Forster is one of three German former world champions in this year's race. One of the others, Jurgen Hecht, in the No 3 seat for Oxford, got his medal in 1991 and is now 28. Forster is two years younger and won his in 1995. With him in that crew was Marc Weber, now stroke for Cambridge. Last year, still in the German national squad, he was picked for the coxless four which was unfortunate to repeatedly come up against the British four with last year's Oxford stroke, Tim Foster, alongside Steve Redgrave, Matthew Pinsent and James Cracknell. Eventually he finished sixth in the World Championships.

After that experience, he wanted a break from five years of continuous training in the German squad and chose Cambridge as the place to return to study. He had completed his undergraduate work at Dortmund where the major part of the German men's squad is based. Forster is one of a new generation of world-class athletes who spend their twenties in the sport and fit a continuing education into the Olympic cycle.

In most of the western nations that dominate international rowing, there is now a generous level of funding and the ancient universities are happy to take some of it as fees for postgraduate work. Forster is typical of the wandering scholars as he is funded by the German academic exchange service because of his academic achievements there.

The beneficial by-product is that modern Boat Race crews can have the pick of the World Championship elite and splice in home-grown undergraduates and produce superb boats which, if they did not break up after the Boat Race, would be seriously competitive at the top level.

Once again, the 1998 Oxford crew, which looks superb but is nevertheless the weaker of the two, is spoken of as one "which would win in a normal year", but no normal year ever comes as the standard rises in each succeeding season. Forster, however, will not stay with the Cambridge crew this summer as he is to return in June, with Weber, to join the Olympic squad for Sydney 2000.

At Cambridge, Forster finds the work expected of the rowing squad very similar to Germany's training but is full of admiration for the concentration on style, or "technik" as he calls it. The coaches, especially Harry Mahon, the New Zealander who has guided Cambridge since they started winning in 1993, have been working to control Forster's natural aggression on the catch at the start of the stroke. He is sensitive on the issue and sees no difference between the type of stroke the German team has espoused and the Light Blue style.
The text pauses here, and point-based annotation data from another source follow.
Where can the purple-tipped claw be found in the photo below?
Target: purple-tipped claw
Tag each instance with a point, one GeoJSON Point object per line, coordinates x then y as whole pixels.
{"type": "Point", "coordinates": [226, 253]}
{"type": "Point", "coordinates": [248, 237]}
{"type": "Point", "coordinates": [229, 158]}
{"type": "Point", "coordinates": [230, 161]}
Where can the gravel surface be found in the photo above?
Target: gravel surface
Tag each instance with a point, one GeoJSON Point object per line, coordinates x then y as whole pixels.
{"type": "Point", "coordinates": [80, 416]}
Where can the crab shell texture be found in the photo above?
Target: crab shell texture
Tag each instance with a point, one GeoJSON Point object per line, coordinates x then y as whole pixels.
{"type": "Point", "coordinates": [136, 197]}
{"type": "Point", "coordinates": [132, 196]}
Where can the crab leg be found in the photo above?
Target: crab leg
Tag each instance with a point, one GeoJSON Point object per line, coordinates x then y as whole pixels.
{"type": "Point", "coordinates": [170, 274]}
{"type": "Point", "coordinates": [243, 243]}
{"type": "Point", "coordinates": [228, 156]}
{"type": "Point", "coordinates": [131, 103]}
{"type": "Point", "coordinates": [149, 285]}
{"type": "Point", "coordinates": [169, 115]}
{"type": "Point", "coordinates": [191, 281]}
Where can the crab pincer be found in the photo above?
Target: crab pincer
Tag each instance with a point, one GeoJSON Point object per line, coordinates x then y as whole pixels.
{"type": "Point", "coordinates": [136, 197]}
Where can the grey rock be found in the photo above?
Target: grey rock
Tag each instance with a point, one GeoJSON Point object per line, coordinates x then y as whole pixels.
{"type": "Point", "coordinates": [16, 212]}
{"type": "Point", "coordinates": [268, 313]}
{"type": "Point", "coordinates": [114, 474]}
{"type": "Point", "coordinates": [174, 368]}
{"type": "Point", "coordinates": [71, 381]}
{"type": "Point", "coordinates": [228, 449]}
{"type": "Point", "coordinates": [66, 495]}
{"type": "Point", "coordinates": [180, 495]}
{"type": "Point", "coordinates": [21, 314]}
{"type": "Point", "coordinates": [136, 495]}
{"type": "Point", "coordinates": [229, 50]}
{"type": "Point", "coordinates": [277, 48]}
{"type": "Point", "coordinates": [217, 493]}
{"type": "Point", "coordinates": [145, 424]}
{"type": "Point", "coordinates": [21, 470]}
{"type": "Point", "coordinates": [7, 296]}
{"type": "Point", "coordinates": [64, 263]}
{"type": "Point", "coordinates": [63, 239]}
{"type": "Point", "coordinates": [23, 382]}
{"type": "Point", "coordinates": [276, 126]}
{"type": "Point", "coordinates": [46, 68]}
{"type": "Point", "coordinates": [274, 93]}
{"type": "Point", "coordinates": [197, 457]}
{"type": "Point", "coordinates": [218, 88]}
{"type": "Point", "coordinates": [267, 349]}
However, as the strongest man in the crew, positioned in the No 7 seat immediately behind his compatriot Weber, he is in the most important place to influence the rhythm of the boat. Whatever happens, this Cambridge crew owes much to the 6ft 6in champion. Mahon said: "He may be the strongest man in the boat, but he sits in the seven seat so he's obviously able to row fairly smoothly and efficiently."

He puts himself across as well verbally as with his oar and served from 1995 to 1997 as the athletes' spokesman for the German rowing team. "I attended all the training and coaching meetings and spoke on all general matters like the fitting-in of military duties and the training camps. I did not have a vote but was still able to get my way on most things, so it did not matter." Tomorrow he has a "vote" and it is unlikely that he will miss the chance to get his way.